Studying cash holdings for Poland since 2004, a very unstable period, ridden by Global Financial Crisis, unconventional monetary policies, the COVID-19 pandemic, etc., we realized that macro context and other external shocks, frequently neglected in liquidity research, were an important factor. For example, similarly to the U.S. market, a significant pile in cash among Polish public companies was detected before the 2007–2009 crisis. We also document an almost complete disconnection between the COVID-ridden CRs and other variables. Massive relief programs on both sides of the Atlantic are clearly responsible. We have not provided any empirical evidence worldwide, but we have little doubt that this conclusion is valid almost everywhere.
The introduction of macro data is not entirely new in the study of corporate liquidity. In the past, however, it was merely used as an add-on to models focused on the study of optimal corporate cash levels and company-specific determinants of corporate liquidity. In such models, with GDP as one of regressors, not much more than 10%–11% variability was explained (viz. Chen and Mahajan [2010]). This compares to many times larger explanatory power of the simplest GDP-driven models for the Polish market.

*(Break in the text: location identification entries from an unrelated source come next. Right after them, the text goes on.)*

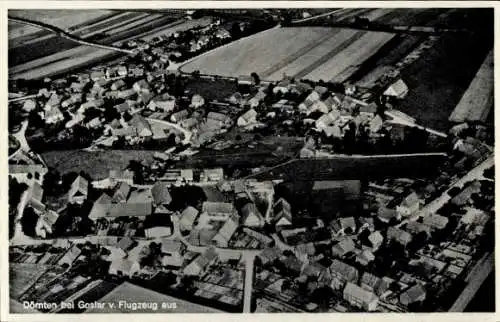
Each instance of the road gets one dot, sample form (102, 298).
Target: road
(475, 279)
(69, 36)
(399, 120)
(319, 16)
(436, 204)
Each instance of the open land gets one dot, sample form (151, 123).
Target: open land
(81, 56)
(300, 49)
(478, 99)
(97, 164)
(434, 92)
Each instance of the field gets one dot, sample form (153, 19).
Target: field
(309, 52)
(477, 101)
(80, 56)
(438, 80)
(97, 164)
(21, 276)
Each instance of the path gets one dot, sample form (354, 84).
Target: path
(475, 279)
(69, 36)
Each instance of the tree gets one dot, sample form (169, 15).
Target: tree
(256, 78)
(29, 221)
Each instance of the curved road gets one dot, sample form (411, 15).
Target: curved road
(67, 35)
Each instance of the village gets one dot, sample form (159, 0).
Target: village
(196, 224)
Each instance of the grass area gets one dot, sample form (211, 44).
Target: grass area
(97, 164)
(219, 89)
(23, 275)
(438, 80)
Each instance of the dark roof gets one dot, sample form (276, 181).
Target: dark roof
(161, 194)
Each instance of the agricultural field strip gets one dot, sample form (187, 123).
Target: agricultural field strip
(474, 104)
(81, 54)
(146, 19)
(107, 24)
(294, 68)
(296, 55)
(353, 55)
(84, 50)
(352, 35)
(62, 21)
(256, 53)
(45, 34)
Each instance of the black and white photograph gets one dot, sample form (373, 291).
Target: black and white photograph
(250, 160)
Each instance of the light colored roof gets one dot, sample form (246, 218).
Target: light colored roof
(80, 185)
(359, 293)
(161, 194)
(218, 207)
(347, 271)
(171, 246)
(229, 228)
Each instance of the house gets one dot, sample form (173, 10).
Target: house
(410, 205)
(414, 227)
(121, 192)
(365, 257)
(269, 254)
(53, 116)
(157, 225)
(247, 118)
(128, 209)
(117, 85)
(263, 239)
(173, 252)
(376, 124)
(376, 239)
(398, 235)
(212, 175)
(100, 207)
(94, 123)
(218, 210)
(161, 194)
(188, 218)
(27, 173)
(372, 283)
(386, 214)
(53, 101)
(164, 102)
(29, 105)
(197, 101)
(343, 247)
(141, 86)
(70, 256)
(125, 244)
(436, 221)
(226, 232)
(141, 125)
(342, 273)
(122, 176)
(122, 71)
(348, 225)
(35, 195)
(198, 266)
(97, 75)
(398, 89)
(126, 93)
(282, 213)
(218, 120)
(124, 267)
(79, 190)
(360, 297)
(179, 116)
(251, 216)
(416, 293)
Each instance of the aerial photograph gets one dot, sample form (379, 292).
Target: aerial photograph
(251, 160)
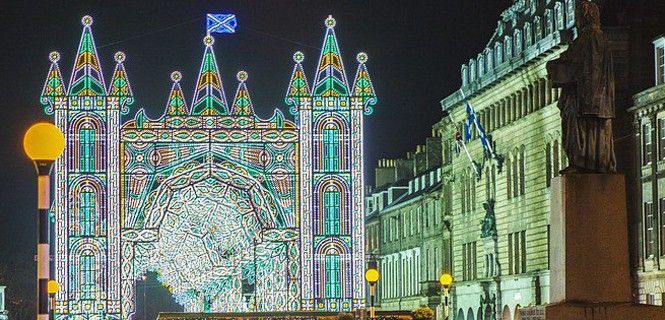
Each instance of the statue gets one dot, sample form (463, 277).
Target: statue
(584, 74)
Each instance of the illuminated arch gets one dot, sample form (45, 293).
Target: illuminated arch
(88, 280)
(331, 152)
(87, 207)
(332, 265)
(322, 200)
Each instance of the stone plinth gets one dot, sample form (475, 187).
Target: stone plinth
(589, 239)
(589, 266)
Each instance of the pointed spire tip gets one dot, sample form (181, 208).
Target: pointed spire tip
(242, 76)
(362, 57)
(54, 56)
(330, 21)
(208, 40)
(86, 20)
(176, 76)
(298, 57)
(119, 57)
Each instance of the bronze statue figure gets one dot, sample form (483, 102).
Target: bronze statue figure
(584, 74)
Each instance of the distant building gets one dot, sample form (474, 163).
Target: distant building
(3, 310)
(649, 113)
(404, 227)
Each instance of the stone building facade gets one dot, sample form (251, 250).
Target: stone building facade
(500, 208)
(404, 228)
(649, 113)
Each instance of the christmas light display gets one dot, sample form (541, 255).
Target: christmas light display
(233, 212)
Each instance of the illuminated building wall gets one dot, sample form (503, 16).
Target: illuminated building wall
(136, 196)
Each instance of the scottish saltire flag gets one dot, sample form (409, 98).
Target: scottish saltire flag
(470, 123)
(221, 23)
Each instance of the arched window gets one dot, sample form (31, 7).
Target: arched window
(87, 149)
(87, 211)
(88, 268)
(331, 148)
(333, 281)
(527, 35)
(331, 205)
(548, 22)
(548, 164)
(558, 14)
(537, 29)
(570, 13)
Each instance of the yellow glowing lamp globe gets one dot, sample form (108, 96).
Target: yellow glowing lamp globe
(372, 275)
(43, 141)
(446, 280)
(53, 287)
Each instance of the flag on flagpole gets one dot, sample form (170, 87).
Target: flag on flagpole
(221, 23)
(458, 140)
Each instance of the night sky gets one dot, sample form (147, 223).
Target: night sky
(415, 49)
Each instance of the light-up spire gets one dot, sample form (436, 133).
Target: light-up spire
(54, 86)
(119, 86)
(362, 85)
(298, 86)
(176, 105)
(209, 98)
(330, 78)
(242, 103)
(87, 78)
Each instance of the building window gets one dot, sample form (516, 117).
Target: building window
(646, 144)
(570, 13)
(332, 204)
(518, 41)
(558, 13)
(661, 139)
(88, 276)
(331, 149)
(87, 149)
(527, 35)
(660, 60)
(333, 286)
(469, 261)
(548, 22)
(662, 227)
(88, 212)
(498, 52)
(517, 252)
(537, 29)
(648, 229)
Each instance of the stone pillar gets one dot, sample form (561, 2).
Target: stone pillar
(589, 269)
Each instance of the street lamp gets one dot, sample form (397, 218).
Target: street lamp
(446, 281)
(53, 288)
(372, 276)
(43, 143)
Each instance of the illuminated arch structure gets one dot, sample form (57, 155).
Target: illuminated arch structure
(232, 211)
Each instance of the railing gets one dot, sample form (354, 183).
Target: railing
(283, 315)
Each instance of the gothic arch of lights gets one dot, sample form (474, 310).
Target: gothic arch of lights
(233, 212)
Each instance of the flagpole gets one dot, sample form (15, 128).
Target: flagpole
(475, 122)
(468, 155)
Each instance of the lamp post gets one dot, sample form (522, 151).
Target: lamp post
(446, 281)
(372, 276)
(53, 288)
(43, 143)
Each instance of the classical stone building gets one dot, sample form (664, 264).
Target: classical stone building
(404, 228)
(500, 207)
(649, 112)
(3, 311)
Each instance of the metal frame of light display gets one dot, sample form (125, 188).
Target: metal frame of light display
(233, 212)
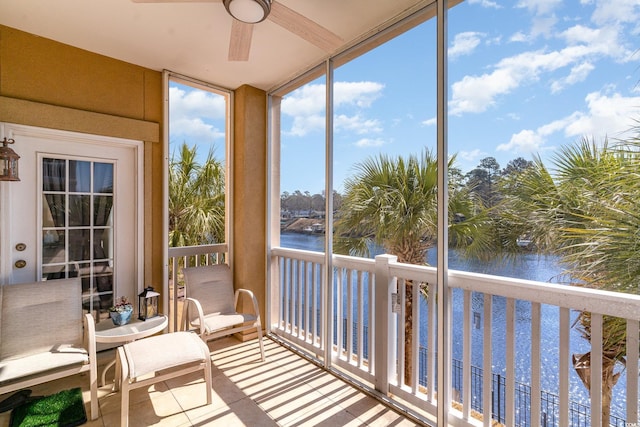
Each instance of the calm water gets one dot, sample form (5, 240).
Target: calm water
(525, 266)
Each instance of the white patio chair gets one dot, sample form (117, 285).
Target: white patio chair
(210, 305)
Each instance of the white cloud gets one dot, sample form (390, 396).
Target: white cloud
(486, 3)
(476, 94)
(616, 11)
(367, 142)
(539, 7)
(189, 113)
(464, 43)
(356, 124)
(430, 122)
(307, 106)
(470, 156)
(609, 115)
(578, 74)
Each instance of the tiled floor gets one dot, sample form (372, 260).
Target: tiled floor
(286, 390)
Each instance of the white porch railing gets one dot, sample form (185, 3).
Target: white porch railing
(360, 316)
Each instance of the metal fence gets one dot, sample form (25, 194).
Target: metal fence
(579, 414)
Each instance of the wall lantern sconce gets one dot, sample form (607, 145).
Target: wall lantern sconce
(148, 303)
(8, 162)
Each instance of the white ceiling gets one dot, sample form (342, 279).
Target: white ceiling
(192, 38)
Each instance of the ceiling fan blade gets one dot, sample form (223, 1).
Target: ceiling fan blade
(304, 27)
(240, 41)
(176, 1)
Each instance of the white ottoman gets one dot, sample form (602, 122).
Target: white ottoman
(165, 356)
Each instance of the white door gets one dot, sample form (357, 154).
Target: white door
(74, 212)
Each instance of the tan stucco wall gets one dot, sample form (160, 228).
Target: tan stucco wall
(250, 191)
(48, 84)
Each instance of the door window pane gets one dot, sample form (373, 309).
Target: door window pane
(79, 177)
(77, 228)
(102, 178)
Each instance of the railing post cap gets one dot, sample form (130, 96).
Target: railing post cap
(387, 258)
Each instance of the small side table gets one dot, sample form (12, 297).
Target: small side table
(107, 332)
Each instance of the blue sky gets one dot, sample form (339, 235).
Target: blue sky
(525, 78)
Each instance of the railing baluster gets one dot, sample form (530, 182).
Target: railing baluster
(338, 298)
(632, 366)
(360, 323)
(302, 268)
(596, 371)
(287, 293)
(432, 336)
(314, 304)
(535, 363)
(563, 366)
(349, 327)
(466, 355)
(415, 339)
(401, 298)
(510, 362)
(372, 324)
(362, 342)
(487, 385)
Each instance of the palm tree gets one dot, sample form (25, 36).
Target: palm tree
(392, 203)
(196, 199)
(587, 214)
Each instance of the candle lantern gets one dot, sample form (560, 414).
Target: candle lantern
(8, 162)
(148, 303)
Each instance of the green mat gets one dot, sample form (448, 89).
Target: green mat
(63, 409)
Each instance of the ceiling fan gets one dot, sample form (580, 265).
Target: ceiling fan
(246, 13)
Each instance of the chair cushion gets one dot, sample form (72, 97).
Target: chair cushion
(214, 323)
(32, 365)
(212, 286)
(36, 317)
(165, 351)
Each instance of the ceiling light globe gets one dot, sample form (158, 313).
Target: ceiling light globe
(249, 11)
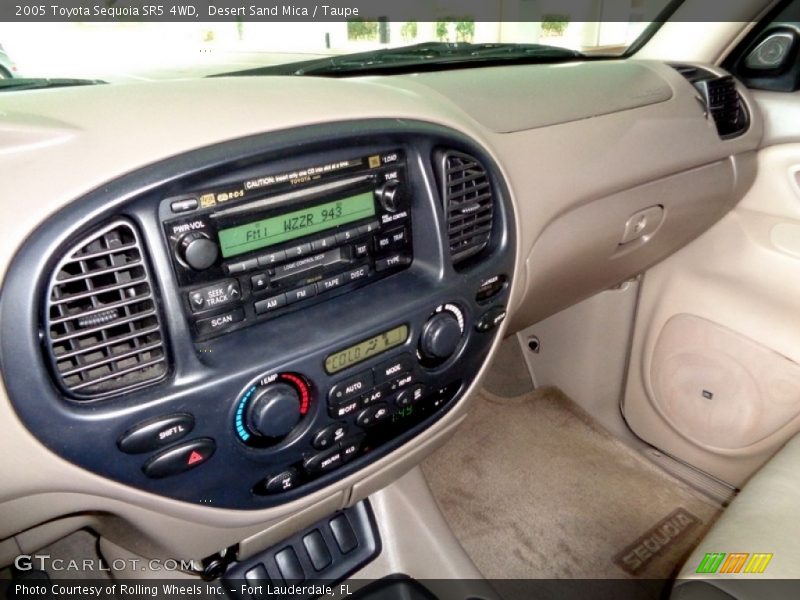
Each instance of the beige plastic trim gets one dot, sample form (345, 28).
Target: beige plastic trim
(736, 276)
(583, 350)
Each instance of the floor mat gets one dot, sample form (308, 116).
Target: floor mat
(533, 488)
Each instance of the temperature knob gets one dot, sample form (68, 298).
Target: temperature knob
(441, 334)
(197, 250)
(270, 410)
(274, 411)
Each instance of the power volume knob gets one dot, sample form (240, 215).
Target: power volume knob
(198, 251)
(441, 335)
(390, 195)
(274, 411)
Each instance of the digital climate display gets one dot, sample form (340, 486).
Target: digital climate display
(365, 349)
(295, 224)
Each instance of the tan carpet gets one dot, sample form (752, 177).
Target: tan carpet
(533, 488)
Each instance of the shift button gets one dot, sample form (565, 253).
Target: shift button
(155, 433)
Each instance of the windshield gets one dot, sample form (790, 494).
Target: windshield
(136, 51)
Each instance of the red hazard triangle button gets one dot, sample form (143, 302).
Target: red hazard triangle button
(180, 458)
(194, 458)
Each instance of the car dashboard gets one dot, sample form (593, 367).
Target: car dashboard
(231, 306)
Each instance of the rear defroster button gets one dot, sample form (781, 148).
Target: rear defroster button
(179, 459)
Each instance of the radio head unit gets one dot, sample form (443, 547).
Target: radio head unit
(256, 248)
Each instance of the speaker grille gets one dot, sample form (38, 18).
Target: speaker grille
(468, 203)
(103, 328)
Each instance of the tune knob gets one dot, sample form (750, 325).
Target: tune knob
(274, 411)
(442, 334)
(390, 195)
(198, 250)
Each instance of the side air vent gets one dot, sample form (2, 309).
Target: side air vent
(103, 330)
(725, 105)
(721, 99)
(468, 204)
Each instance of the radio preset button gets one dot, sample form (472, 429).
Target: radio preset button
(370, 227)
(393, 368)
(269, 304)
(351, 388)
(361, 249)
(267, 260)
(303, 293)
(233, 268)
(345, 236)
(326, 243)
(330, 284)
(183, 205)
(383, 242)
(356, 274)
(219, 322)
(373, 415)
(391, 261)
(328, 437)
(298, 251)
(259, 282)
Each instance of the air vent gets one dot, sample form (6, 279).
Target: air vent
(722, 100)
(468, 203)
(725, 105)
(103, 329)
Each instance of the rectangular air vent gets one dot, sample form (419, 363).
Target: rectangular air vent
(725, 105)
(723, 101)
(103, 327)
(468, 204)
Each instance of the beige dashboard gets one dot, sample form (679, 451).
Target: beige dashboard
(583, 149)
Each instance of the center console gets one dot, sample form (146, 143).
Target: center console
(247, 323)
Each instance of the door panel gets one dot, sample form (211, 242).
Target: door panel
(714, 375)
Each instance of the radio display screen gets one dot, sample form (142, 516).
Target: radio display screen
(347, 357)
(283, 228)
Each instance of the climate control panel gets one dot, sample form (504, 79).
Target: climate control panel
(276, 316)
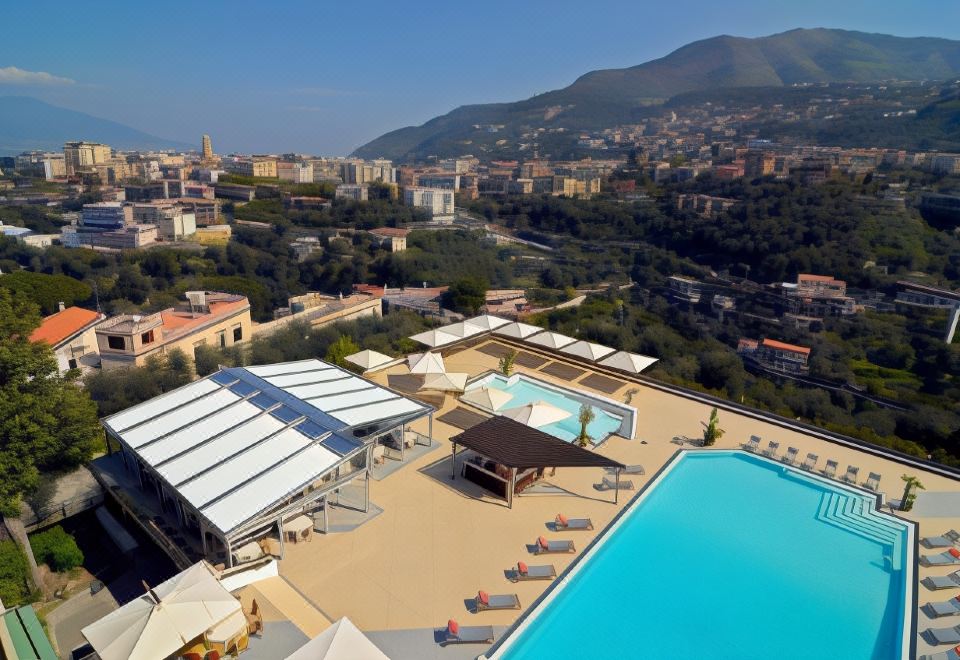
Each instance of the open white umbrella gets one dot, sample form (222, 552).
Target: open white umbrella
(488, 398)
(425, 363)
(368, 359)
(160, 622)
(536, 414)
(445, 382)
(341, 641)
(435, 338)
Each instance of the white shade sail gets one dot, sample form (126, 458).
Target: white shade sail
(163, 620)
(435, 338)
(536, 414)
(488, 398)
(632, 363)
(368, 359)
(518, 330)
(445, 382)
(425, 363)
(341, 641)
(587, 350)
(551, 340)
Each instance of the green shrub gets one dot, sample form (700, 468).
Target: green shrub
(14, 575)
(57, 549)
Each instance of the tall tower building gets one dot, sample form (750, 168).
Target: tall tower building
(207, 148)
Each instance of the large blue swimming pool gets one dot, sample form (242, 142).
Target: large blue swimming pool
(731, 556)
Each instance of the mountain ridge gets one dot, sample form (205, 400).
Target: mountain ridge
(605, 97)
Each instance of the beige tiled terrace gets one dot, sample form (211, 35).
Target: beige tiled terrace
(438, 541)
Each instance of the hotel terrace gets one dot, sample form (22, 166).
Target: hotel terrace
(404, 538)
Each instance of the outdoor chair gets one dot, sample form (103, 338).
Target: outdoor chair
(810, 462)
(496, 602)
(851, 476)
(467, 634)
(791, 456)
(949, 558)
(946, 608)
(545, 547)
(947, 540)
(524, 572)
(572, 524)
(934, 582)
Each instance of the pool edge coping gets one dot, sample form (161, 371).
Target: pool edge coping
(908, 645)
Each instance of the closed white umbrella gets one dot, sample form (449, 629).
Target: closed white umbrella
(536, 414)
(426, 363)
(445, 382)
(488, 398)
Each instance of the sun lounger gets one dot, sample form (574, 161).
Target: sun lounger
(610, 484)
(944, 635)
(496, 602)
(542, 572)
(545, 547)
(573, 524)
(810, 462)
(948, 558)
(949, 654)
(935, 582)
(851, 476)
(791, 457)
(949, 539)
(945, 608)
(455, 634)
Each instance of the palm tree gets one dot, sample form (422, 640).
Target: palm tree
(586, 416)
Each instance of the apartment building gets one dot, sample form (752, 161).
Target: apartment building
(208, 318)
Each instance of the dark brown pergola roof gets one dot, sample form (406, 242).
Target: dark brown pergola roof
(520, 446)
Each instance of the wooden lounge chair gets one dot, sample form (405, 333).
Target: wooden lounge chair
(455, 634)
(950, 538)
(791, 456)
(949, 558)
(851, 476)
(524, 573)
(545, 547)
(610, 484)
(572, 524)
(810, 462)
(486, 601)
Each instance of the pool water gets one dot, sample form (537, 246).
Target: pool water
(732, 556)
(525, 391)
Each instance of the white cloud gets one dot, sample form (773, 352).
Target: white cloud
(11, 75)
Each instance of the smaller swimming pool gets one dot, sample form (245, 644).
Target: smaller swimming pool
(610, 417)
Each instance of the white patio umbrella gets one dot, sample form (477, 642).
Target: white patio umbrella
(445, 382)
(632, 363)
(488, 398)
(536, 414)
(435, 338)
(163, 620)
(368, 359)
(425, 363)
(341, 641)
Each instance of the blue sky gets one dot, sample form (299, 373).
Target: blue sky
(324, 77)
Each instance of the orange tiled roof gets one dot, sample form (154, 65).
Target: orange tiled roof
(58, 327)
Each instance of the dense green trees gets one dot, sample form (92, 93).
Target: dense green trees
(47, 422)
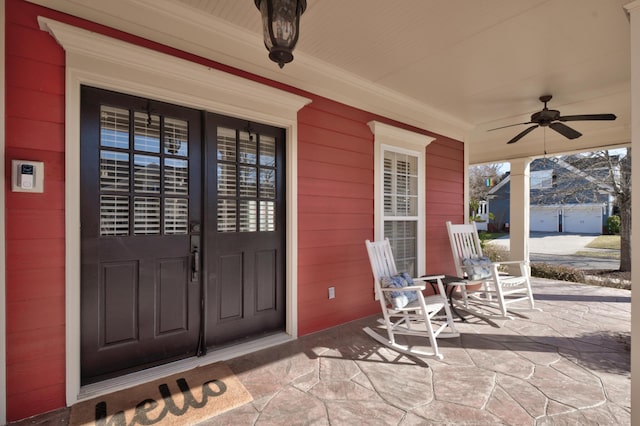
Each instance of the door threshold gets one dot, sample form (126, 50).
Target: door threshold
(118, 383)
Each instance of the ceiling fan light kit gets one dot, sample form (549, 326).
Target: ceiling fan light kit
(552, 118)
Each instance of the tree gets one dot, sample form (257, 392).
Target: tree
(620, 180)
(479, 176)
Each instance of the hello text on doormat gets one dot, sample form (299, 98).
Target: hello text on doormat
(180, 399)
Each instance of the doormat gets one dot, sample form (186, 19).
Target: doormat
(181, 399)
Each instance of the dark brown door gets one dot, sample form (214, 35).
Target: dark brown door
(141, 214)
(182, 227)
(245, 228)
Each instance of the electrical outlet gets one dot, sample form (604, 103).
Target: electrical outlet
(332, 292)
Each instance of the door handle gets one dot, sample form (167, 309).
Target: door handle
(195, 267)
(195, 258)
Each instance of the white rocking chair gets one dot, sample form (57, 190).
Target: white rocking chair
(496, 291)
(413, 318)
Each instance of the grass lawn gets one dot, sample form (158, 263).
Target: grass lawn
(611, 242)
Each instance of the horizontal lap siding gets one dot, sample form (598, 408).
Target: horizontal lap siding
(335, 215)
(445, 200)
(35, 310)
(335, 211)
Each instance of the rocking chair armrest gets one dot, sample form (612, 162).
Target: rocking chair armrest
(510, 262)
(407, 288)
(428, 278)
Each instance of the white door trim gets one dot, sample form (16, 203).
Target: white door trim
(100, 61)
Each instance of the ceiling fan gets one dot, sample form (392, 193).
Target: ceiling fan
(553, 119)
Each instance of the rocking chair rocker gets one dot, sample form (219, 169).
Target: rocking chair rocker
(406, 311)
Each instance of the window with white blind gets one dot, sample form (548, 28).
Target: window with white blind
(400, 194)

Last but not least, we want to emphasize the need for further inquiry into what determines the overall amount of cash in the corporate sector. We believe, however, it should be followed differently than before. To date, corporate liquidity research is dominated by optimal cash models, firm-specific determinants, cash holding motives, or behavioral biases. This research is fundamental and often implies very refined tools. We claim however that the conclusions produced at this stage apply usually to relatively short periods and specific contexts and as such can miss important long-term effects. In our opinion, macro input is indispensable to understand long-term cash holding effects. The study of other external (liquidity or liquidity linked) shocks of whatever origin, as was shown by the COVID-19 pandemic or repatriation tax regulations in the U.S., is also vital. Graham and Leary [2018] believe that the growth in cash after 2000 was mainly caused by tax considerations, implying the “trapped cash” hypothesis. Da Cruz et al. [2019, p.135], in their systematic literature review claim that macroeconomic environment and tax policies are “two important (and missing) topics on the determinants and antecedents of cash holdings.” We believe that these factors are even more important when we shift the focus from micro perspective of cash holding determinants of a given firm to a macro one, where measuring and/or predicting aggregate levels of liquidity held by the corporate sector, is a priority. As we have shown in our paper, even a simple addition of a single macroeconomic variable, coupled with a separate treatment of exogenous events such as the pandemic, the GFC or regulatory framework changes and improves considerably our understanding of amount of cash held by corporations. In the unstable times ahead (economically and geopolitically), this understanding may yet prove vital.